Both the process and the outcome, however, bear little resemblance either to modern notions of justice or even to contemporaneous notions of English justice. There were no jurors or attorneys to be found.

But the record of Spencer’s trial is of particular legal interest for the light it sheds on the use of the oath. The testimony originally given against Spencer was unsworn. After Spencer had heard this testimony and denied it, the witnesses were sworn and testified again, this time under oath. This practice stands in contrast to long-standing tenets of English law, requiring prosecution (although not defense) witnesses to be sworn. Perhaps due to the memory of English legal repression directed against them, the early Puritan colonists were reluctant to use oaths. It appears that oaths were used only as a last resort, in cases where attempts to obtain a full judicial confession from the accused had failed.

After finding him guilty, the court “demanded” whether Spencer “would yet give glory to God in a free acknowledgment of his sinful and abominable filthiness in the bestiality.” Spencer responded that “he would leave it to God, adding that he had condemned himself by his former confessions.”

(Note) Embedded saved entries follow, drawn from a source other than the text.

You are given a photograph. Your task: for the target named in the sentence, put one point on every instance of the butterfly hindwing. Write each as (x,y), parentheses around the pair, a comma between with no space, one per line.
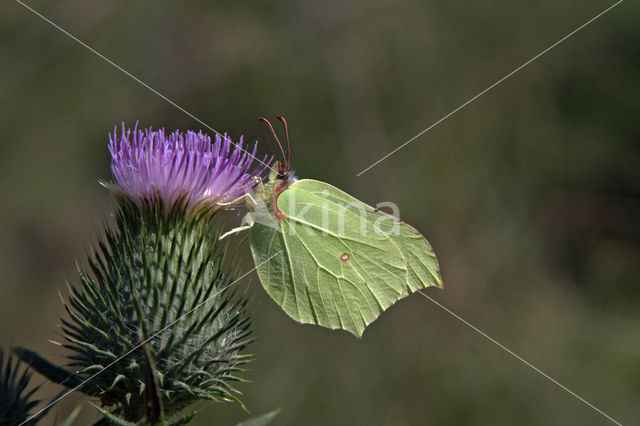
(338,262)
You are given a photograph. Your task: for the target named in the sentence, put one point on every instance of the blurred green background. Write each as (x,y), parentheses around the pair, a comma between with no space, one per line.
(530,195)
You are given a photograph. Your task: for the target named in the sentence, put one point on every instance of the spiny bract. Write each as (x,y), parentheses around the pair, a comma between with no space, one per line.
(159,276)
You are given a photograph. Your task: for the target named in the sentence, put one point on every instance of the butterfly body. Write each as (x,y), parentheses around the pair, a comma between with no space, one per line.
(329,259)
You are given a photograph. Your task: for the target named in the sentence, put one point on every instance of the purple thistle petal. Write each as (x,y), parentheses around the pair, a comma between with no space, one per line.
(152,166)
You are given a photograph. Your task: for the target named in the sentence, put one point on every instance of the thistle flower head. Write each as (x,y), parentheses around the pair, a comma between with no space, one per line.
(153,166)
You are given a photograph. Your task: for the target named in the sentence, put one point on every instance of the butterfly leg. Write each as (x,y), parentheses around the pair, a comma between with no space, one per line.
(248,197)
(248,220)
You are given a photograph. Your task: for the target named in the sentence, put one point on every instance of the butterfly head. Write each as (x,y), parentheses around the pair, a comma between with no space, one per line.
(283,170)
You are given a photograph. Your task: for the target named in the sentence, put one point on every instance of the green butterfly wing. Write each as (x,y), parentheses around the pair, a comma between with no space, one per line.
(337,262)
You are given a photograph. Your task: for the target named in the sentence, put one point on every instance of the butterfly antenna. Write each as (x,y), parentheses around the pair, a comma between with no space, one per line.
(286,132)
(273,132)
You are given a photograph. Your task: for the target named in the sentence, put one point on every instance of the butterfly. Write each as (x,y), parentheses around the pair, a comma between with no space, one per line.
(327,258)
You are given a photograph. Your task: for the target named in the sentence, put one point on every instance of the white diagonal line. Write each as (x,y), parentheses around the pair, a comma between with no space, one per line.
(492,86)
(142,83)
(500,345)
(145,341)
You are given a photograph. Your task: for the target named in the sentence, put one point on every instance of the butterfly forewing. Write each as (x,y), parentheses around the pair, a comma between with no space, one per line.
(340,263)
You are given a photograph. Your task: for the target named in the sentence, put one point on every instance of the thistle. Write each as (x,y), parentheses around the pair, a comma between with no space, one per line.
(155,320)
(16,402)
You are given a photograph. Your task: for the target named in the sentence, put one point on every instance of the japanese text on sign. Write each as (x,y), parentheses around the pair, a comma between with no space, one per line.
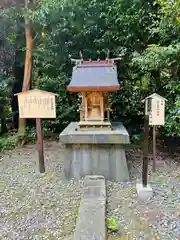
(37,106)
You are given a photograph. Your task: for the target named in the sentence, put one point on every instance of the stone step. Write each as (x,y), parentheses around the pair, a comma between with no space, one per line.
(90,224)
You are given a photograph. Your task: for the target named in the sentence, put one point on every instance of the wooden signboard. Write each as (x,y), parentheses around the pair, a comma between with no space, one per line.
(37,104)
(155,109)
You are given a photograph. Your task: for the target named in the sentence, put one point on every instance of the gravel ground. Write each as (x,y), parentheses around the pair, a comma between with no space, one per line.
(36,206)
(45,206)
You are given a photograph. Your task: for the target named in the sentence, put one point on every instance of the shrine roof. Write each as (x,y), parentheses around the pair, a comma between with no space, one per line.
(94,76)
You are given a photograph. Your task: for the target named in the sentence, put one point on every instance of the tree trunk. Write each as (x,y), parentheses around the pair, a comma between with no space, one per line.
(28,65)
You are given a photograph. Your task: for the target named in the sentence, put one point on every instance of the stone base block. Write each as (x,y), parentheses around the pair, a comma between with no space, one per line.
(144,193)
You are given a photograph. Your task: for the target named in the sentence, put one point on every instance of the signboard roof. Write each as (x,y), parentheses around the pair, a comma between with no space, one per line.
(94,76)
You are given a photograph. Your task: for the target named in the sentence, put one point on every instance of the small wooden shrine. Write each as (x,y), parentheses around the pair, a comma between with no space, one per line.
(94,80)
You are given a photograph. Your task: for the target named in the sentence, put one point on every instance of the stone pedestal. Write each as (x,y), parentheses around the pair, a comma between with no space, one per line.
(95,152)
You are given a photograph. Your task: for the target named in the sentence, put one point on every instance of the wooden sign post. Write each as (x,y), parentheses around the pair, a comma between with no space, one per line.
(145,151)
(155,109)
(37,104)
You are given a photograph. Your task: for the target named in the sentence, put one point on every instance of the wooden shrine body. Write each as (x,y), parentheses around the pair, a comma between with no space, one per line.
(94,81)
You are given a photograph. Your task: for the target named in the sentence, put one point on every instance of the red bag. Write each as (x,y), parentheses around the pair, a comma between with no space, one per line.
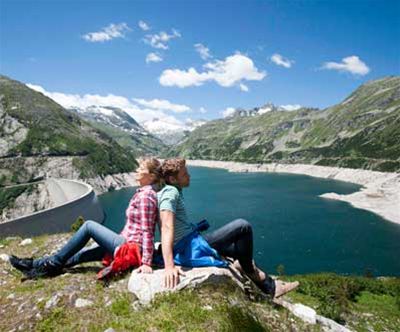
(127,256)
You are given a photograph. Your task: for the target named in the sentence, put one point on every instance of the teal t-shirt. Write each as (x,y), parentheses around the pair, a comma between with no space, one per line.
(171,199)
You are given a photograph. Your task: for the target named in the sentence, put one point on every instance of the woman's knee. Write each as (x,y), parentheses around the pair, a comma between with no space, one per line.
(88,223)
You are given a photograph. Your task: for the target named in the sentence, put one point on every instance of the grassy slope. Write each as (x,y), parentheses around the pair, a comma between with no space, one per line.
(368,302)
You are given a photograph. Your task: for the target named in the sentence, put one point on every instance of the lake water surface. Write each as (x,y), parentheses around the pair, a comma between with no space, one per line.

The court found itself “abundantly satisfied” of Spencer’s guilt and the correctness of his sentence. It ordered that Spencer should be hanged “but that first the forementioned sow at the said place of execution shall be slain in his sight, being run through with a sword.” The terrible sentence was carried out on April 8, 1642. In then traditional English fashion, Spencer was brought to the place of execution on a cart and allowed to deliver a gallows address to the waiting crowd. He was once again urged to acknowledge his crime, and he once again denied it. But when the halter was fitted to his neck, “he fully confessed the bestiality in all the circumstances.” Though “much pressed,” he would not speak further of his sin. With this, the sentence was carried out on Spencer and the sow, “leaving him a terrible example of divine justice and wrath.”